Время двигалось к полуночи и пора было поспешить на разнарядку. Она знала, что все пройдет как обычно, так же, как было неделю, месяц, год, столетие назад… Здесь ничего не менялось – небесная бухгалтерия трудилась без перебоев и дебет с кредитом всегда сходился. Здесь не задавали вопросов, а по тому и не отвечали на них, не интересовались здоровьем – вряд ли бы кто-то мог на него пожаловаться, так же здесь всем было глубоко безразлично какой сегодня день, месяц, год. И уж меньше всего здесь обращали внимание на погоду – на протяжении тысячелетий она оставалась бессменной, как и пейзаж за широкими, без намека на занавески, окнами.
Смерть медленно прошаркала стертыми до дыр подошвами башмаков по холодному полу, и вытянув к рукоятке двери костлявую руку на мгновение замерла. Впервые за все то время, что она занимает этот почетный пост, старуха почувствовала острое отвращение ко всему тому, чем ей предстоит заняться спустя всего несколько минут.
Она еще немного помедлила, прислушиваясь к пустому, как драный барабан, нутру, но ничего более не ощутив скользнула в дверь.
На мигающем всеми оттенками радуги, огромном, в полкомнаты пульте привычно лежал свежий список. Бегло пробежав глазами по обычной, офсетной бумаге формата А4 она впялила пустые глазницы в последнюю строчку. И так, их сегодня 13. Ни чего, в общем – то необычного, ни мало, ни много, только вот за всю её деятельность это первый случай когда именно 13. Другие цифры повторялись из года в год, из века век, и даже, порой, из смены в смену, а вот эта выпала впервые.
– Ну что ж, – ни к кому не обращаясь глухо выдохнула Смерть, – пусть будет 13…
И спрятав список в складках черного, изрядно поношенного, длинного плаща стремглав покинула помещение сквозь наглухо запертое окно.
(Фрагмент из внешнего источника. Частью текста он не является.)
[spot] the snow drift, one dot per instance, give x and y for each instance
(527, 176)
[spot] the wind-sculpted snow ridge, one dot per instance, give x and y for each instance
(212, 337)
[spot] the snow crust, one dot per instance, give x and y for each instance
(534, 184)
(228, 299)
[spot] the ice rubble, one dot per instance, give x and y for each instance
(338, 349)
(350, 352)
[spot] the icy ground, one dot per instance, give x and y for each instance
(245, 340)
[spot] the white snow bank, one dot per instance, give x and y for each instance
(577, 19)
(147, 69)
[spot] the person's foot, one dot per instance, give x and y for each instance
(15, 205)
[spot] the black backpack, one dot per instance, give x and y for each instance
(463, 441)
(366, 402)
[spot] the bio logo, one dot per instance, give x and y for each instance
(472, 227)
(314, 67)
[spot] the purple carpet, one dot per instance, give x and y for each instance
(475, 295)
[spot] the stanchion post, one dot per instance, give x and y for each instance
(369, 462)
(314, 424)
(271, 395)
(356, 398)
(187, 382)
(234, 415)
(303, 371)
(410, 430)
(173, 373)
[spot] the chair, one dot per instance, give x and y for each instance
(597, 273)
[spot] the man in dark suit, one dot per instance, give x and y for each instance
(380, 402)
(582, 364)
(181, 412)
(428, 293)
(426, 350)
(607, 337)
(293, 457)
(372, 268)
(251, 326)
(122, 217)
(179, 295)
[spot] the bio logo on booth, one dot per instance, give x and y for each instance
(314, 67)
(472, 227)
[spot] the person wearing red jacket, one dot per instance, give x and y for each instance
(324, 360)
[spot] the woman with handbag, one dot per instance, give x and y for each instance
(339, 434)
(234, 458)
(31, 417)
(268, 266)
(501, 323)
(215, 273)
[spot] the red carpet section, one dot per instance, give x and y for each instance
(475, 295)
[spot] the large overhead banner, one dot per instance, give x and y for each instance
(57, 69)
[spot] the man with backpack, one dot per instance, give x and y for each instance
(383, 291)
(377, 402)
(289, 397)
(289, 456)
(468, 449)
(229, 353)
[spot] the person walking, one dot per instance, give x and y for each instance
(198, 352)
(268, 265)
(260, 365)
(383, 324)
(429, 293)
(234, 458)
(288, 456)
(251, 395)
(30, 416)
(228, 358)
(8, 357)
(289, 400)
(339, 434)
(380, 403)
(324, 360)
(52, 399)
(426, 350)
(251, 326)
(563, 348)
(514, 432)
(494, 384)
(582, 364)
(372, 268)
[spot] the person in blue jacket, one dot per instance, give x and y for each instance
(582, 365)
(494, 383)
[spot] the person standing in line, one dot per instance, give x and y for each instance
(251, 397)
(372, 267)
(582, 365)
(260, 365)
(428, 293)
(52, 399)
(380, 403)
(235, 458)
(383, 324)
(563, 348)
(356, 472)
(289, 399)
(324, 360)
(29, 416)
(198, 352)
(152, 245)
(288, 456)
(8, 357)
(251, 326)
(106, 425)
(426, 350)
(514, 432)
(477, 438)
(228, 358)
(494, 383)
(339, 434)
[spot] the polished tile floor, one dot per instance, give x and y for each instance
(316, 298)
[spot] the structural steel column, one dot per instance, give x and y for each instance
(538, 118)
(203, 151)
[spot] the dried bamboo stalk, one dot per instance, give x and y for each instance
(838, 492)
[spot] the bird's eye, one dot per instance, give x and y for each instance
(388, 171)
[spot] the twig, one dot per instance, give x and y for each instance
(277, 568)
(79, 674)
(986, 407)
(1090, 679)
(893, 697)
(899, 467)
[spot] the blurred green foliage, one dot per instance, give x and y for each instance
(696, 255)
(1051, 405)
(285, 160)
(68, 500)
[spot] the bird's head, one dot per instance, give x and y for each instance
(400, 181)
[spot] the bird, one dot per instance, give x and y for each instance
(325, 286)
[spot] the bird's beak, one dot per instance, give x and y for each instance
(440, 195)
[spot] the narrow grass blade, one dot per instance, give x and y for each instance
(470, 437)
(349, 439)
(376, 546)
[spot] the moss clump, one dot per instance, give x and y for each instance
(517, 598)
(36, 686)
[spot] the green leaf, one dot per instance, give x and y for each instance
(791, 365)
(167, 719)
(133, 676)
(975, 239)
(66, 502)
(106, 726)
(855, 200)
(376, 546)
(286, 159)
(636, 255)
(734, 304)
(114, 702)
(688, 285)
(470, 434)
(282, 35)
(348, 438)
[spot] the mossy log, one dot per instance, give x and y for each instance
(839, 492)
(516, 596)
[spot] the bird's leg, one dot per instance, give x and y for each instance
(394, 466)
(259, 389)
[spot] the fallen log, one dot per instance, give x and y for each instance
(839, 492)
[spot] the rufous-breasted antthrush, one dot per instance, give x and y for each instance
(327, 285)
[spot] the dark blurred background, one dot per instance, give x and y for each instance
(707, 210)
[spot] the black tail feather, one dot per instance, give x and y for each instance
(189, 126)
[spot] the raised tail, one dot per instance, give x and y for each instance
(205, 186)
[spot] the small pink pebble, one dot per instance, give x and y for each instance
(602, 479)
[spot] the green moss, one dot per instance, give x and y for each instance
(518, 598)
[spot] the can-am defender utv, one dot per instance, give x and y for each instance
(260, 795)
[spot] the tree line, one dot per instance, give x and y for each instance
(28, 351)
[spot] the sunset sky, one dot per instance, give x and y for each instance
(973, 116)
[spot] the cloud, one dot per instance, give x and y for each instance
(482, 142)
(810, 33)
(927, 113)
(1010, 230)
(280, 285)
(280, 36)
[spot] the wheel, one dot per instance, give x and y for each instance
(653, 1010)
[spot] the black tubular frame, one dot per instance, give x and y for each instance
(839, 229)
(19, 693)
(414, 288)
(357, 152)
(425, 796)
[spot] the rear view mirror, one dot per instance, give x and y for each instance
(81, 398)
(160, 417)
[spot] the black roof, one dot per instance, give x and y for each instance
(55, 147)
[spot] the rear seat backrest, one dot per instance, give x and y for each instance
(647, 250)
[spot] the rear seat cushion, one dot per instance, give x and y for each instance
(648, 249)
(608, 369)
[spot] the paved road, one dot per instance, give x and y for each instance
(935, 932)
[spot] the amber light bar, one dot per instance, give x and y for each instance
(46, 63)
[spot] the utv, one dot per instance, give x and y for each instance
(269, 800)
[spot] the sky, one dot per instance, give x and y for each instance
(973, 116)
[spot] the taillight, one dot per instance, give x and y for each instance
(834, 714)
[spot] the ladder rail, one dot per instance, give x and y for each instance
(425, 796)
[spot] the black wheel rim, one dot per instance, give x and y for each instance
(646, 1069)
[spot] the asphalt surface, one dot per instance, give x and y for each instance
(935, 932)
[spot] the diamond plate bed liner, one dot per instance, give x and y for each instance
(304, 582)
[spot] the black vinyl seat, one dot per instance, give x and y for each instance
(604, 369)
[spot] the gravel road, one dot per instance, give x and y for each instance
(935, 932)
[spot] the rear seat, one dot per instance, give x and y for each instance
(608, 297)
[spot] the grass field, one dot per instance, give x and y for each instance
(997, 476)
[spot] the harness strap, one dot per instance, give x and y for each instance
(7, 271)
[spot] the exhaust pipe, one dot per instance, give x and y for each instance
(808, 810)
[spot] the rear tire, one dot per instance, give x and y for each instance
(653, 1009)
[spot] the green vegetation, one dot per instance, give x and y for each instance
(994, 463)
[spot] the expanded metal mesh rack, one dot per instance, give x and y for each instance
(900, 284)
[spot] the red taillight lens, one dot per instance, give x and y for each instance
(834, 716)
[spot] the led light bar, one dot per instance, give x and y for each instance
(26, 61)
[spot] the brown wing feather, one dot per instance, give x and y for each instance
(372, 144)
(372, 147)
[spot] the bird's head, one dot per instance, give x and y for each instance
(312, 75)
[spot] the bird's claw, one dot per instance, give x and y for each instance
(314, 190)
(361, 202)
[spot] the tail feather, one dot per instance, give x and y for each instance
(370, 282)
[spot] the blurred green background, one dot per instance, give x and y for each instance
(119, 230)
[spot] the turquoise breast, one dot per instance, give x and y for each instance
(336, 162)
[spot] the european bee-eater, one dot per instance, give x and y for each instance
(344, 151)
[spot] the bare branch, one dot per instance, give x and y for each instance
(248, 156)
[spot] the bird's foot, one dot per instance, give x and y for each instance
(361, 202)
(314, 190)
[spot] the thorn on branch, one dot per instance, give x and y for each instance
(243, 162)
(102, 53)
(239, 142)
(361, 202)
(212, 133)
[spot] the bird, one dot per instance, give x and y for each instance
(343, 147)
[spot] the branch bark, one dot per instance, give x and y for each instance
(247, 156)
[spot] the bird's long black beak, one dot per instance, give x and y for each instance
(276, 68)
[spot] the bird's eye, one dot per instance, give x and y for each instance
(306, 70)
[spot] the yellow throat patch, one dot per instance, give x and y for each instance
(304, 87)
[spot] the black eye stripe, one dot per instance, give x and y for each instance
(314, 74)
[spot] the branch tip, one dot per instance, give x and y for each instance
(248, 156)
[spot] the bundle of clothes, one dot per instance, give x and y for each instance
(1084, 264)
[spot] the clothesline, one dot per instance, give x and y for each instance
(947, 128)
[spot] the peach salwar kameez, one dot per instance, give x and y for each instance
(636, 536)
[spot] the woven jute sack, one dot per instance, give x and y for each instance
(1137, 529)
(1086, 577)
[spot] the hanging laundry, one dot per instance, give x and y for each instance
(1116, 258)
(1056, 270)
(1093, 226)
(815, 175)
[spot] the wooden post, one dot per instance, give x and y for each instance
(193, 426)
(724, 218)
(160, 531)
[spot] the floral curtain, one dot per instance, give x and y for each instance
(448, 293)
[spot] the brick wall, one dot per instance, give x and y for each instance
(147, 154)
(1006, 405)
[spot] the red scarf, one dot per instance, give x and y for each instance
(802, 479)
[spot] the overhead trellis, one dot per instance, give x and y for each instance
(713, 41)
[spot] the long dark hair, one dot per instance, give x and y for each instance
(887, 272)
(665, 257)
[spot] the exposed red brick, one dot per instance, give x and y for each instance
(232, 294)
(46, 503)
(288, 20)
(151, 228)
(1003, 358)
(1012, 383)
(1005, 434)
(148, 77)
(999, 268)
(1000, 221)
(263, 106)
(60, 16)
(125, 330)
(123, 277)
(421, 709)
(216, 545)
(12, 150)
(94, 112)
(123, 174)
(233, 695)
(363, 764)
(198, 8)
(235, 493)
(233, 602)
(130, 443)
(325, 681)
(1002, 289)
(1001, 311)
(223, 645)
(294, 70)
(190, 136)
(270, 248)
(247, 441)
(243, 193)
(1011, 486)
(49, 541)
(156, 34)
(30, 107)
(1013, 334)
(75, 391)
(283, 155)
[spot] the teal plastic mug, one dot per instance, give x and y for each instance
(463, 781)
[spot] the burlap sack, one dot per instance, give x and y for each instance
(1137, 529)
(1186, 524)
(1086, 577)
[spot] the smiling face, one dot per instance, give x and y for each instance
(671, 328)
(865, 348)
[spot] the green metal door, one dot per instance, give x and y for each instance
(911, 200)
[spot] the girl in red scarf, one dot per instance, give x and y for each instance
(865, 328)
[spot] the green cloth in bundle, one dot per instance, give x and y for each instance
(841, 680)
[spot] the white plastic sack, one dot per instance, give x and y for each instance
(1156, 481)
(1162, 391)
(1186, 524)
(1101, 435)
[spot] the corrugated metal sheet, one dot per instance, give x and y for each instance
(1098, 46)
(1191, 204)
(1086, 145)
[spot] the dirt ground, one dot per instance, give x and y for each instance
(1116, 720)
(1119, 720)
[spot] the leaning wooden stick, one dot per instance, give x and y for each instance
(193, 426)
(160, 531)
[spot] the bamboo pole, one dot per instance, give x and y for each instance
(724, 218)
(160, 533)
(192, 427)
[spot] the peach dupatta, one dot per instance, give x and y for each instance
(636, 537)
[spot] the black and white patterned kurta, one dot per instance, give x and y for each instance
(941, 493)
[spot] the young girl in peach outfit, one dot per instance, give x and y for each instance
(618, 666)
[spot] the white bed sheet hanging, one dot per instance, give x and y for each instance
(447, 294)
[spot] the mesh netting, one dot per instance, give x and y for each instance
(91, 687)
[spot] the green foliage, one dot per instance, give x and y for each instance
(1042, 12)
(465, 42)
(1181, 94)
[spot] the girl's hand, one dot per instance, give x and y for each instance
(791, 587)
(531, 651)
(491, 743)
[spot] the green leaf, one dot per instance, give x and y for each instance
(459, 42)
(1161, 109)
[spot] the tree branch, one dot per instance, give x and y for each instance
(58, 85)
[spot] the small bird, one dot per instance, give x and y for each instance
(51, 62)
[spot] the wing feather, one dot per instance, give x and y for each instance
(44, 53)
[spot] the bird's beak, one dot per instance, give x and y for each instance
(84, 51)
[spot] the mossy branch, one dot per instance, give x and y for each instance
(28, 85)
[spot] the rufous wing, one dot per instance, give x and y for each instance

Над городом низко висело тяжелое небо, изрыгая на Землю рваные потоки холодной воды, быстро трансформирующиеся в ледяную, колючую крошку. Не смотря на поздний час и непогоду город не спал. По обледеневшим улицам медленно ползли уставшие за день автомобили, разрубая кромешную темь тусклым светом неоновых фар. То там, то там сновали редкие запоздалые прохожие, скукожившиеся под безжалостно хлеставшим ледяным кнутом ветром. В окнах домов уютно мерцал свет, вполне оправданно радуя тех, кто сейчас находился по ту сторону непогоды.
Смерть взглянула на список и опустилась на обледенелую скамейку рядом с хорошо подвыпившим бомжом. Бывший интеллигентный человек, свернувшись калачом, без особого успеха кутался в видавшее куда более достойную жизнь, а теперь напрочь провонявшее помойкой и канализационными люками, старое твидовое пальто не определённого цвета, выдыхая в морозный воздух тугую струю заскорузлого перегара.
Старуха, взглянув в ночное небо, абы сверить время, подвинулась поближе к забулдыге и легонько постучала длинными костяшками пальцев по дрожащему плечу бедолаги.
Бомж вяло зашевелился, пытаясь с головой залезть под насквозь промокшую материю и вновь затих. Старуха повторила движение и только теперь мужик, вытянув худую шею приподнял голову, отчего стал походить на древнюю черепаху в коем веке взглянувшую на мир из-под своего надёжного панциря. От пресмыкающегося его отличала лишь грязная, всклоченная шевелюра и давнишняя щетина на впалых, побитых оспой щеках.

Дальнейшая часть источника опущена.